“Te miri daj merlas, mange nakazinlas, joj, de kajses romes te lav, joj, de se man pačiv dela”

My grandmother’s songs always held more than their weight in melancholy. When we had our fill of stories and dancing, there’d come a quiet time that was filled with hundreds of years of aching hearts. Maami’s voice would crack as she sang the songs her aunts taught her; aunts lost to the fires of Auschwitz. When I see videos of Romani gathered together, dancing to loud frantic music, or singing giddy songs I frown… these are not the women that I knew. Maami was small, brown, wizened like a sun-dried fig. When she didn’t have a cup at her lips, she had a cigarette there… her sister, Lemija smoked a pipe, puffing quietly in her rocking chair by the fire. They could have been twins and maybe they were. Lemija was taller, paler, quieter. She barely spoke, to anyone, ever. Her husband had passed away before I was born and no one ever told me what happened to him.

Delva, Devla, so me kerdjom?

Songs are part of our lives; My uncles mainly sang about lost love, loose women, and rotten wine. My grandfather sang about princes, dragons, witches. He sang his stories, his voice as big as the sky; he even sang about the stars – about the bears, dragons, rabbits, and mice that made up the heavens overhead. My grandmother sang about loss. Many of her songs began with the same refrain: “oda kalo čirikloro piskinel” – the little blackbird is whistling – and lamented poverty, illness, violence, or death. Sometimes she cried as she sang and sometimes she couldn’t find the words she wanted to say. In those moments, the soft, fragile voice of Bibi Lemija would crawl into the empty spaces bringing them to life.

My heart turns heavy at this time of year. In a few days it will be International Holocaust Remembrance day. I hear the ghostly echoes of Maami and Bibi, as gentle and suffocating as smoke. Their words, their songs a testament to their resilience, their strength. But, we will once again be forgotten. Our voices as hollow as our bleached out bones. How many among those liberated from Auschwitz-Birkenau were Romani? Barely a handful. How many of my own family returned or survived? Barely a handful, Maami and Bibi among them. I can’t imagine the terrors they saw. I can’t imagine the heaviness that fills aching hearts with each breath.

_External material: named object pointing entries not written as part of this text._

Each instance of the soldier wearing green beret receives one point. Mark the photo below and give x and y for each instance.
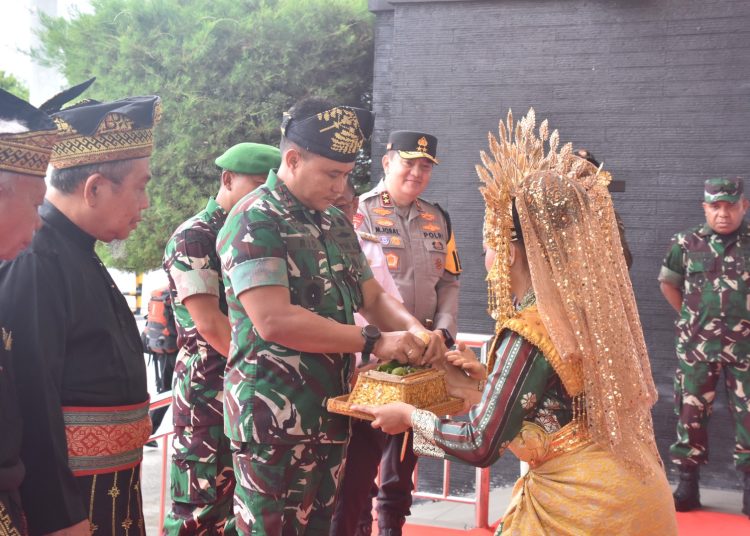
(202, 478)
(706, 279)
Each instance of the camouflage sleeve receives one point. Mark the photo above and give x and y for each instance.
(366, 269)
(189, 264)
(252, 252)
(673, 268)
(362, 221)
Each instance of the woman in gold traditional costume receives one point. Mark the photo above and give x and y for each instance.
(570, 389)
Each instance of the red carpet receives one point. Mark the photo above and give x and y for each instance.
(690, 524)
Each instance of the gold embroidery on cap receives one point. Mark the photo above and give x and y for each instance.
(348, 137)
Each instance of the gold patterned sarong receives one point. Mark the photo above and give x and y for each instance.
(575, 487)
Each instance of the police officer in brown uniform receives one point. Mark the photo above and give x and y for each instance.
(421, 254)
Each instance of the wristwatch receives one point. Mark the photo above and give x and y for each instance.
(371, 334)
(447, 338)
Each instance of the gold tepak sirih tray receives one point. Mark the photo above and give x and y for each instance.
(424, 390)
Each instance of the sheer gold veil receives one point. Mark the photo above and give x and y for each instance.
(583, 291)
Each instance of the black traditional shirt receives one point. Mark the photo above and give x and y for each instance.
(11, 467)
(75, 343)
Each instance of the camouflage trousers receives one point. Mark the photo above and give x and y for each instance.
(286, 489)
(695, 391)
(202, 482)
(12, 520)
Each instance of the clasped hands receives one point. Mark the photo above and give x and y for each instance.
(465, 377)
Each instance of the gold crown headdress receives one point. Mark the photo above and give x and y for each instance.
(517, 153)
(578, 272)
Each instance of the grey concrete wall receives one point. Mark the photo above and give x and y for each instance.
(657, 89)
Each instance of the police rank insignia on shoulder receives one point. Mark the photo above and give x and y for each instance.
(385, 199)
(357, 220)
(7, 339)
(367, 236)
(392, 260)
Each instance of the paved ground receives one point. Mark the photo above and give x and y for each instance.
(434, 513)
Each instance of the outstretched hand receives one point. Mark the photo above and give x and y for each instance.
(392, 418)
(467, 361)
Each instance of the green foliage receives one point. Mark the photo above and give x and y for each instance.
(11, 84)
(225, 69)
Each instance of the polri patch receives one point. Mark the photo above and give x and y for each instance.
(392, 260)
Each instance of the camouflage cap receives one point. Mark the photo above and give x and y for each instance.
(722, 189)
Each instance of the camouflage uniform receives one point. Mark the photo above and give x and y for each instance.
(202, 475)
(713, 333)
(288, 450)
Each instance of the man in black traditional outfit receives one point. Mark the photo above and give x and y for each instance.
(77, 354)
(26, 139)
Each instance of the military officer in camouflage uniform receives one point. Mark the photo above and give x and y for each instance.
(294, 275)
(421, 254)
(706, 278)
(202, 477)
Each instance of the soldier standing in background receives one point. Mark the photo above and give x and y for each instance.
(202, 478)
(706, 279)
(421, 254)
(294, 275)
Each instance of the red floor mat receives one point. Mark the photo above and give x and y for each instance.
(690, 524)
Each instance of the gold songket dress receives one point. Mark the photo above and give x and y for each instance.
(533, 406)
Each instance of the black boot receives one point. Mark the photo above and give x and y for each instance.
(687, 496)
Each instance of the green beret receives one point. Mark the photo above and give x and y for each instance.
(721, 189)
(250, 159)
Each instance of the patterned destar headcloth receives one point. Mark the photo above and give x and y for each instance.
(94, 132)
(338, 133)
(579, 276)
(26, 136)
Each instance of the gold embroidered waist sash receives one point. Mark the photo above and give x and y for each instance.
(105, 439)
(535, 446)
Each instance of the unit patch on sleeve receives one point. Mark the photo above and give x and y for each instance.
(392, 260)
(357, 220)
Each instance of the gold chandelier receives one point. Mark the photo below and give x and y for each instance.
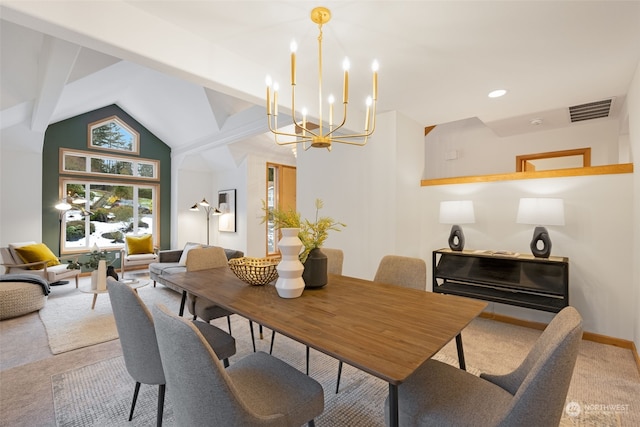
(316, 135)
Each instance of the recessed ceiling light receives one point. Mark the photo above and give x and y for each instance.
(497, 93)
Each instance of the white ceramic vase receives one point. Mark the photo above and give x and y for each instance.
(99, 276)
(290, 283)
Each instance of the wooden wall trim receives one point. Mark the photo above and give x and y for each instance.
(558, 173)
(589, 336)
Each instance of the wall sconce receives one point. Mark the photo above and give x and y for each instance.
(208, 211)
(540, 212)
(456, 213)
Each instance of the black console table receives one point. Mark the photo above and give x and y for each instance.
(521, 280)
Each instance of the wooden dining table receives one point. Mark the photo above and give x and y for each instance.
(385, 330)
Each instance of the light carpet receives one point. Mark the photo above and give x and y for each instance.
(100, 394)
(70, 322)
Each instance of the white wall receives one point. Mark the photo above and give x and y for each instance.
(361, 186)
(20, 189)
(375, 190)
(481, 151)
(633, 107)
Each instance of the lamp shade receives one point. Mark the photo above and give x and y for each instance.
(457, 212)
(541, 211)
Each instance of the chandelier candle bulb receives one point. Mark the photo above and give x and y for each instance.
(275, 99)
(345, 93)
(375, 67)
(268, 81)
(294, 48)
(304, 122)
(331, 101)
(366, 118)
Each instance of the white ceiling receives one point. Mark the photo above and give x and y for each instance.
(193, 72)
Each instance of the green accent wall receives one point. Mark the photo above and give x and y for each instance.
(72, 133)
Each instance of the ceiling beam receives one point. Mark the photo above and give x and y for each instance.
(243, 125)
(58, 58)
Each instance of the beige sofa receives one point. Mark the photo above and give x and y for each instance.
(13, 264)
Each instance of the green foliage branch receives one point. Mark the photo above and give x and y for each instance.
(312, 234)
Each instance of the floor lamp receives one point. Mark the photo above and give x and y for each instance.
(63, 206)
(208, 210)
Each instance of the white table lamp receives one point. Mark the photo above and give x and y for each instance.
(541, 212)
(456, 212)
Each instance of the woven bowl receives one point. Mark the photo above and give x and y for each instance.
(255, 271)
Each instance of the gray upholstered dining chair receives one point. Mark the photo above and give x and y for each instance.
(257, 390)
(533, 394)
(203, 259)
(398, 270)
(335, 259)
(139, 344)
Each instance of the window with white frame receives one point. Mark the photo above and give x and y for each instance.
(98, 164)
(103, 213)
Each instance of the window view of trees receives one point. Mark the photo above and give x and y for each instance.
(115, 135)
(103, 213)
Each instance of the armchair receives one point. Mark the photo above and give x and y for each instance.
(138, 250)
(35, 258)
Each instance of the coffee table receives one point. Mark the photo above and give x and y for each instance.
(133, 284)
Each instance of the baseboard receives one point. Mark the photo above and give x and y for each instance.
(589, 336)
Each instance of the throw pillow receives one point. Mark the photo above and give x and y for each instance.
(35, 253)
(139, 244)
(185, 252)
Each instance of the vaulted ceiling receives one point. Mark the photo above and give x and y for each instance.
(193, 72)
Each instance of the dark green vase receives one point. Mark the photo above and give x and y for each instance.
(315, 269)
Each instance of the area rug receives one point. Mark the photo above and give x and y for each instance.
(100, 394)
(70, 322)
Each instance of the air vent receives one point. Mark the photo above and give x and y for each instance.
(590, 111)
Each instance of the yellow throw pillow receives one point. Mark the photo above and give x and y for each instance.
(139, 245)
(35, 253)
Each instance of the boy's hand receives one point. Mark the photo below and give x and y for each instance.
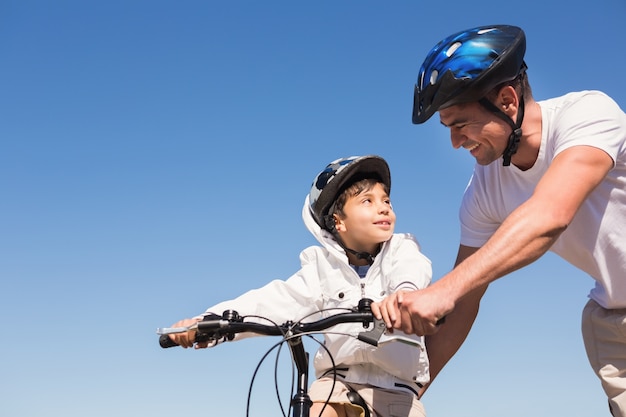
(187, 339)
(388, 311)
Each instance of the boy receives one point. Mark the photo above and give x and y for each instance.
(349, 211)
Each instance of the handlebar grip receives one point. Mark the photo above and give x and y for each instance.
(166, 342)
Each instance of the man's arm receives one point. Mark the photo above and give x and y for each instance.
(442, 345)
(525, 235)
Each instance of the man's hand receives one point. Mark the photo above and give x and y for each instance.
(415, 312)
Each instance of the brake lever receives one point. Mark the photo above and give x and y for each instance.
(377, 336)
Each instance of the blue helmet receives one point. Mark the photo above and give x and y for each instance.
(336, 177)
(465, 66)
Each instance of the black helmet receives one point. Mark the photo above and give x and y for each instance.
(336, 177)
(464, 67)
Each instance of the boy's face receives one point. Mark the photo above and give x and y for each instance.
(369, 220)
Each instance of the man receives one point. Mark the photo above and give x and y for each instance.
(560, 186)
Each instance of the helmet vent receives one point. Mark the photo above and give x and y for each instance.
(452, 49)
(433, 76)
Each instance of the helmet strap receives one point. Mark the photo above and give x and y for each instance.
(516, 127)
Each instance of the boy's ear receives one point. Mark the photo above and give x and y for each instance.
(339, 224)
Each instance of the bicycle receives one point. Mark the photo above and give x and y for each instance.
(215, 329)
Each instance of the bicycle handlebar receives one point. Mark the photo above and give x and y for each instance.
(214, 328)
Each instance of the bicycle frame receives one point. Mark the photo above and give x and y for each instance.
(230, 323)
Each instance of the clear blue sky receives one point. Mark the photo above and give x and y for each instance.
(154, 158)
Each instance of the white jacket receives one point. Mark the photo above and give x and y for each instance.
(326, 280)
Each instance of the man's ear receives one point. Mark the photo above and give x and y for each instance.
(508, 101)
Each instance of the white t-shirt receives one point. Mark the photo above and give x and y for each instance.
(595, 241)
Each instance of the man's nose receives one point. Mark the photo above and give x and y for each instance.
(457, 139)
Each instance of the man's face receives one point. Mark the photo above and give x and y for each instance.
(476, 129)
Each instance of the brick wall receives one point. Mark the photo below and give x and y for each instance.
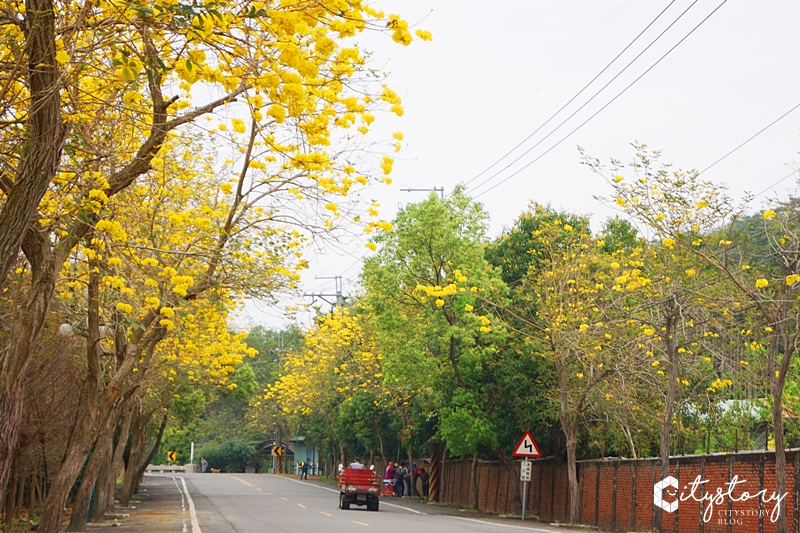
(617, 495)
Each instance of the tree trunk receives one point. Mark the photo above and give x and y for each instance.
(101, 485)
(138, 465)
(134, 459)
(10, 498)
(572, 476)
(53, 509)
(473, 482)
(666, 428)
(100, 453)
(44, 131)
(105, 502)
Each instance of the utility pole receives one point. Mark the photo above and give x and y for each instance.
(440, 190)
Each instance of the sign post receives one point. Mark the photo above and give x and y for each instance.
(526, 448)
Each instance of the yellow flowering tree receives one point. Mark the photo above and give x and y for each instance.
(699, 219)
(92, 114)
(334, 389)
(434, 333)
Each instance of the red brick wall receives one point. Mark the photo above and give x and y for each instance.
(617, 495)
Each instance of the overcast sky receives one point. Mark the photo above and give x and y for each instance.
(496, 71)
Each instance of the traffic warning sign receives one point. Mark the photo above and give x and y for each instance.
(527, 447)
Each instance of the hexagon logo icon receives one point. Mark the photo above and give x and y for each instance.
(658, 494)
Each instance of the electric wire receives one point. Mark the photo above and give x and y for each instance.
(598, 111)
(523, 104)
(765, 128)
(554, 115)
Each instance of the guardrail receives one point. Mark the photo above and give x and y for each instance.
(165, 469)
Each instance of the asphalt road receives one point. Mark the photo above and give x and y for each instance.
(258, 503)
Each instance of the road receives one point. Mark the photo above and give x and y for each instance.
(257, 503)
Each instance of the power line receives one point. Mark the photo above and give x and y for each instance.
(599, 110)
(765, 128)
(786, 177)
(584, 88)
(523, 104)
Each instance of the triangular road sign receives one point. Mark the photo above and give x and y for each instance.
(527, 447)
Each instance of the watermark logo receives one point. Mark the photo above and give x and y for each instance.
(658, 494)
(698, 491)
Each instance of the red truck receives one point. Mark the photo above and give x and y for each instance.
(359, 487)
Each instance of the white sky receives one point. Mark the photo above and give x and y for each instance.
(496, 71)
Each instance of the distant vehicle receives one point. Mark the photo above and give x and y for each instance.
(359, 487)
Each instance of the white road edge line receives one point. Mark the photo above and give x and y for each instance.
(498, 525)
(193, 514)
(195, 522)
(409, 509)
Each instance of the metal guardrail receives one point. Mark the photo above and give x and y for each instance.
(164, 469)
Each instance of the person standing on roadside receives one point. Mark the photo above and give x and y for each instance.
(357, 464)
(424, 478)
(388, 478)
(399, 483)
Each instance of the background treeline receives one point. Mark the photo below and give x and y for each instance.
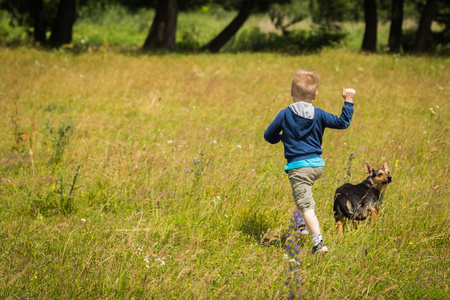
(51, 23)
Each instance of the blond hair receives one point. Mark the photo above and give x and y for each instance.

The UN Ceremony organizers called for photographs of survivors for this years event. I sent multiple photos repeatedly. I can say with one hundred percent certainty that they will not be shown at the UN commemoration. It’s painful to me to realize that with each passing generation our songs are being lost. Words falling at our feet like broken shells. It isn’t just about being recognized as part of our own histories, but being able to preserve those histories, in our own words and in our own way.

Amare khera bare tičkendar, de dičhol andre baro čoripen.
Joj, nane love, nane love, bo som čori,
jaj, nane love, bo som čori, de koruna na birinav.

These old women and old songs shaped my world. They carried the names of the dead etched in their hearts. They held the ashes in their hands. It was through them I learned how to remember and how to forget. I don’t know the names of everyone who was lost. Some are remembered in songs I can barely recall, some in stories and poems, and others only in our hearts. They sang of a land that was not ours, of paper rocks and golden sparrows. They sang to build the walls of our houses and the wheels of our carts.

When I’m asked what being Romani is, sometimes I just want to answer: phurikane gilja, phurikane džuvlja, phurikane molja.